Анатолий Егорович смотрел сквозь давно не мытые стёкла лоджии, и ему видны были окна хирургического корпуса, откуда спускались вниз верёвочки, а потом взвивались вверх с привязанными к ним хозяйственными сумками. И вдруг распахнулось ещё одно окно.
Возникшая в нём девушка показала пареньку, топтавшемуся внизу, небольшой свёрток и жестом объяснила: «Это тебе». Паренёк отрицательно покачал головой, но девушка повелительно повторила жест: «Тебе!» — и, привязав свёрток к верёвке, быстро спустила его вниз. Анатолий Егорович давно уже держал Таню за руку: смотрите, мол, смотрите. И Таня смотрела. Как только паренёк отвязал свёрток от верёвки, девушка захлопнула окно и исчезла.
— Понятно? — спросил Таню Анатолий Егорович.
— Нет, — ответила Таня.
— Ах непонятно?
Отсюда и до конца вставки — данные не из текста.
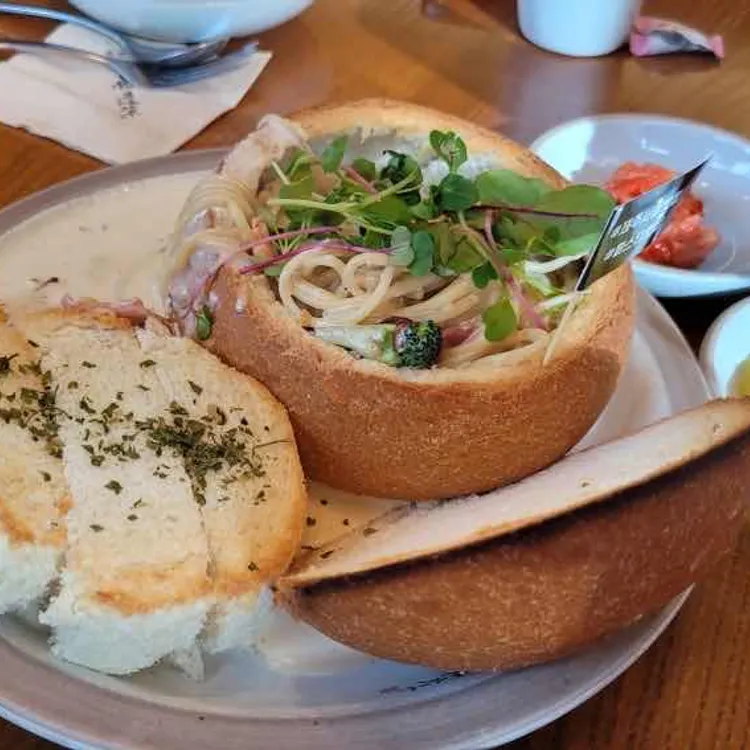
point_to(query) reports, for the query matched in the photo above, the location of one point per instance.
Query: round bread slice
(540, 569)
(376, 430)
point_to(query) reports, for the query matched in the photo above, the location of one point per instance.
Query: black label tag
(632, 226)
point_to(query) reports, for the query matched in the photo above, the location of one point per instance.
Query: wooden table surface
(690, 691)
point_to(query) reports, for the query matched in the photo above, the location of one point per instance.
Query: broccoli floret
(418, 344)
(403, 343)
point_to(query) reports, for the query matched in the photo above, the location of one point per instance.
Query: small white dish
(589, 149)
(725, 346)
(192, 20)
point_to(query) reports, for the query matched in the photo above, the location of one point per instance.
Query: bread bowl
(544, 567)
(365, 426)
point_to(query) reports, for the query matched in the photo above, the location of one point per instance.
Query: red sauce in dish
(686, 241)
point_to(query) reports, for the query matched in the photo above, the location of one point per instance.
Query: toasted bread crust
(548, 591)
(368, 428)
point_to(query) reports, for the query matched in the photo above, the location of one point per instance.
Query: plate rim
(733, 281)
(71, 733)
(707, 351)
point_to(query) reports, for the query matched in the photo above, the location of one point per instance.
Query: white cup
(579, 28)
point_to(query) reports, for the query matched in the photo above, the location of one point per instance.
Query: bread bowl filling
(410, 252)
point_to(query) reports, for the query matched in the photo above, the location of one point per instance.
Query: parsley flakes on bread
(186, 496)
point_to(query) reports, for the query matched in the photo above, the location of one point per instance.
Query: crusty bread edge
(592, 349)
(305, 574)
(550, 590)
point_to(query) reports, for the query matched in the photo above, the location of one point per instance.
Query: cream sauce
(111, 245)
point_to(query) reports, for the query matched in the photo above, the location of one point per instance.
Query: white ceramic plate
(725, 346)
(192, 20)
(591, 148)
(307, 692)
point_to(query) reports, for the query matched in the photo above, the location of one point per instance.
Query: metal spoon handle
(123, 68)
(34, 11)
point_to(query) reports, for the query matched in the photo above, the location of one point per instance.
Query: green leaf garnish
(365, 168)
(424, 210)
(299, 164)
(482, 275)
(498, 187)
(466, 256)
(449, 147)
(399, 168)
(390, 209)
(577, 245)
(402, 253)
(445, 243)
(424, 253)
(576, 199)
(457, 193)
(499, 320)
(333, 154)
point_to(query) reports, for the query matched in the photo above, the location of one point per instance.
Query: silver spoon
(137, 48)
(146, 75)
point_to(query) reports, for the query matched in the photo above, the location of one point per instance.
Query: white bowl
(725, 346)
(192, 20)
(591, 148)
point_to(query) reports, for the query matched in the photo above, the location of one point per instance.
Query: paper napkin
(88, 108)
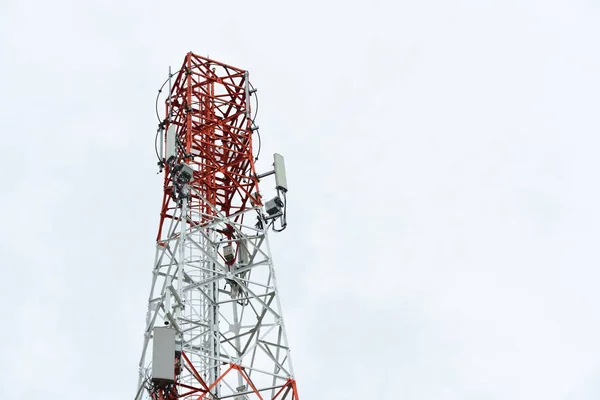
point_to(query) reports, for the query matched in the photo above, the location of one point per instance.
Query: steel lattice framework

Тогда идите сюда.
Анатолий Егорович потащил Таню к другой стороне застеклённой лоджии, и Таня увидела, как из-за угла старинного корпуса появился паренёк со свёртком. Оглядевшись по сторонам, он разорвал несколько слоёв бумажных салфеток, под которыми обнаружился бутерброд. Паренёк начал жевать его, трескать за обе щеки, как недавно сказал профессор Корнильев.
— Это вам не «чуть-чуть», — сказал Анатолий Егорович. — Она ему больничные тефтели послала! Ничего так не хочу в жизни, как оказаться на его месте. Наверно, они студенты. Поженились против воли родителей. Бедствуют, но счастливы. Мне этого уже не пережить никогда.
Таня сидела за столиком дежурной сестры. Она была очень огорчена, и Маша её утешала:
— Подумаешь, хлопнул дверью! Да ты ему скажи, кто эта зануда, которая мужа больничным пайком кормит, и всё в порядке. Я их хорошо знаю. Никакие они не студенты.